Вижу я, будто в старое время с друзьями сижу за столом в «Большом Московском». Задавили стол всякие яства: икра кубами, водка графинами и сколько хочешь, наваги аршинные, любимые почки прямо на сковородке, и сковорода на углях, и там разное, всякое и бесконечное, потому что на столе только представители [?] необъяснимого, неиссякаемого, беспредельного. Такая полнота, такое довольство, и вдруг я чувствую нестерпимую боль в мизинце под столом. Я ощупываю рукой мизинец и не палец встречаю, а мохнатое горлышко зверюшки. Я давлю это горлышко, а боль все сильнее и сильнее. Такая боль, что кажется – я и зверек на весах: боль одолеет – погиб я, сила моя возьмет – погиб зверек.

Делаю последнее усилие и чувствую слабеет зверек, боль унимается. Вытаскиваю из-под стола бездыханное, пушистое тело с оскаленными белыми в крови зубами и показываю пирующим:

– Вот, что я задушил, пока вы кушали почки на сковородке.

Колечки

Звонят. Входит барышня с газетами, дожидается денег. Я быстро одеваюсь, а сон еще не прошел, и кажется мне – про эту барышню снился: пушистая барышня, краса и гордость всего петербургского «саботажа». Бледная, голодная, зубки ровные, острые – вот-вот укусит.

На столе самовар. Я прошу ее вместе со мною чаю напиться.

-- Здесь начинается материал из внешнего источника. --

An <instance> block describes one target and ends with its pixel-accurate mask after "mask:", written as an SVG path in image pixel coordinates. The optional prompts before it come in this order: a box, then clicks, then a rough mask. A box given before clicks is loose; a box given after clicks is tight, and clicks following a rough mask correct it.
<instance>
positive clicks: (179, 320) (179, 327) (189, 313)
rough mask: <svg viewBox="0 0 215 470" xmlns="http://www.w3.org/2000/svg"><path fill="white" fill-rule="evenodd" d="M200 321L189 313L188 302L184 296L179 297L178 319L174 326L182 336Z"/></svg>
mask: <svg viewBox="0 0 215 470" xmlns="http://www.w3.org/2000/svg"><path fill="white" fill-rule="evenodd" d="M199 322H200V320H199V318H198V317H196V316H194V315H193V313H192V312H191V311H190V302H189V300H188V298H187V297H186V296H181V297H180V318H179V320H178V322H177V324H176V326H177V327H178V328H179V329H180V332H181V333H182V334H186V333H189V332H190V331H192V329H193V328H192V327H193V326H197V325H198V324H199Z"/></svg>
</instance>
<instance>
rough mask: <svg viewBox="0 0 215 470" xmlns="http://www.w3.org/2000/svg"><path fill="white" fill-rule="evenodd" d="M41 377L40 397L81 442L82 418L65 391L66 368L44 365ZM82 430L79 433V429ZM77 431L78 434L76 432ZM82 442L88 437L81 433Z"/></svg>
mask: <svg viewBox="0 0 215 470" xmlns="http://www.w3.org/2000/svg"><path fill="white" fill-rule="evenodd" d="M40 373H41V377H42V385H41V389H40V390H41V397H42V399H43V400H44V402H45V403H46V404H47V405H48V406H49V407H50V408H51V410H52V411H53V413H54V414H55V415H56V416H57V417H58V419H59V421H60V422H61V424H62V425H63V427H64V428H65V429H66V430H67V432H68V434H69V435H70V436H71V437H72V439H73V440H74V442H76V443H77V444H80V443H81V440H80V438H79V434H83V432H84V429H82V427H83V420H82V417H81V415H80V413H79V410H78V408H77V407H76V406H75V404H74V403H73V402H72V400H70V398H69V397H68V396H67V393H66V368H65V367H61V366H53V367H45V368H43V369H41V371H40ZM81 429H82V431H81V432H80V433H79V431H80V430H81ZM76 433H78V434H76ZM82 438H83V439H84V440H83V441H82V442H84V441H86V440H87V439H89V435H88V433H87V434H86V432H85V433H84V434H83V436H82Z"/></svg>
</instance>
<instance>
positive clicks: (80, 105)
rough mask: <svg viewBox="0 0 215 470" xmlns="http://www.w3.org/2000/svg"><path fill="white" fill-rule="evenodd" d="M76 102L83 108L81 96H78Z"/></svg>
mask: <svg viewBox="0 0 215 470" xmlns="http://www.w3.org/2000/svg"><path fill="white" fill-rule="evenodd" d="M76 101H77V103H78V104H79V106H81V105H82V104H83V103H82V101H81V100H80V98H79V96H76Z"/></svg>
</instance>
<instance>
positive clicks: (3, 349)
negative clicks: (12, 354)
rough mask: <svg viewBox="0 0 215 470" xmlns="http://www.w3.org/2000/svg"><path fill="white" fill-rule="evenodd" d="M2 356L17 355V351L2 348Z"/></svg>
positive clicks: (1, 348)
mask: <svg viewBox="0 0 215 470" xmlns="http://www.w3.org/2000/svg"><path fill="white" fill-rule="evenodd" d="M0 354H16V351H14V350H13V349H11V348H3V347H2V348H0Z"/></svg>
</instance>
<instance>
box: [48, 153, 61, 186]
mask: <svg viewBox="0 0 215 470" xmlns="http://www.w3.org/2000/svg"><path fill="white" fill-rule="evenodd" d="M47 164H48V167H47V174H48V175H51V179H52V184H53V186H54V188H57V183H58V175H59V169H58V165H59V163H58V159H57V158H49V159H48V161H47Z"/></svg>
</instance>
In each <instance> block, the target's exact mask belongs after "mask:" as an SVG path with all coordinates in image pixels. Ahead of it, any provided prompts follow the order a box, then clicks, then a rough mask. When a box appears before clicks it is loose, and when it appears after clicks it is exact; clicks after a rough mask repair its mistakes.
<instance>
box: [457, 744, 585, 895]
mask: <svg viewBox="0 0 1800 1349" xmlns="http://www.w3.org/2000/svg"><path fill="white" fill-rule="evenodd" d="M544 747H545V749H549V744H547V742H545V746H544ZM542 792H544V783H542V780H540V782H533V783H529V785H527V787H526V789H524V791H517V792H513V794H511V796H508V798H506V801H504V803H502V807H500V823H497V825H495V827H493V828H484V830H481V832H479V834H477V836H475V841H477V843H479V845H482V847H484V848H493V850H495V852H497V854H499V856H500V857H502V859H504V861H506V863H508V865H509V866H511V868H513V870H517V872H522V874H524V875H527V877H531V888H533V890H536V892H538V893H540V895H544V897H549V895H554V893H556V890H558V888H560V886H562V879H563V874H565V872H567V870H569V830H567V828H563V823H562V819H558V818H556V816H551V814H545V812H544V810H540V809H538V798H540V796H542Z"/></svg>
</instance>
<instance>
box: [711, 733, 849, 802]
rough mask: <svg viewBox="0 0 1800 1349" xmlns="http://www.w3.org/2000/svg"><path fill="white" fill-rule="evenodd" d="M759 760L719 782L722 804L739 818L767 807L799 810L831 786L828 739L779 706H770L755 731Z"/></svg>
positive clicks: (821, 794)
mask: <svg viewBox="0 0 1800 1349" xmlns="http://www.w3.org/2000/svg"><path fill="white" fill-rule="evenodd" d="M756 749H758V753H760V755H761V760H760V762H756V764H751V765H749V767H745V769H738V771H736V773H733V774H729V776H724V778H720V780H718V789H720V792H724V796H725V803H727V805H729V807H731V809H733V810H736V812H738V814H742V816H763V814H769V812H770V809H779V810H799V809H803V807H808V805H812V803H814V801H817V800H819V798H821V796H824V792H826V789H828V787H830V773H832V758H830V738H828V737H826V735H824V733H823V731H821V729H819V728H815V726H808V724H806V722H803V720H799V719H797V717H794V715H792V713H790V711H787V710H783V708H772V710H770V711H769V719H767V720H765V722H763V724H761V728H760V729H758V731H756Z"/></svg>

– Есть, – соблазняю, – сгущенные сливки, есть хлеба немного и масло великолепное.

Отказалась: голодна, как бывало Фурсик наш, и горда.

Но время идет. Я позабыл совершенно свой сон. Саботаж спадает. Барышня начала пропускать дни, и газеты иногда приходится покупать самому. Как-то я предложил ей вместе со мной выпить какао.

– Не каконеза, – говорю, – что пьют теперь, а настоящее какао, редкость большая.

Не отказалась. Я заметил у нее на пальце золотое кольцо: раньше кольца не было.

Занимаю приличным разговором:

– Вот, боялись вы, что замерзнем, не хватит топлива, а уже весна начинается, бояться нечего: этот страх пережили, пройдет и голодный страх.

– Конечно, – отвечает, – переживем и большевиков прогоним!

А газеты носит все реже и реже. И вот у нее на пальце вижу еще второе золотое кольцо. Сон вспоминается. Думаю: укусила кого-то барышня. Весело говорю:

– Переживем!

Она мне уверенно:

– Переживем!

Последний раз пришла с третьим кольцом, и на кольце был красивый дорогой изумруд. Совсем весело объявляет, что газет больше не будет носить.

– Поступаете на службу?

– Ну, нет!

– Выходите замуж?

Рассмеялась, блеснула колечками.

Думай, что хочешь.

С тех пор потерял ее из виду: наверно, колечек у нее столько же, Сколько у нас от Фурсика ошейников.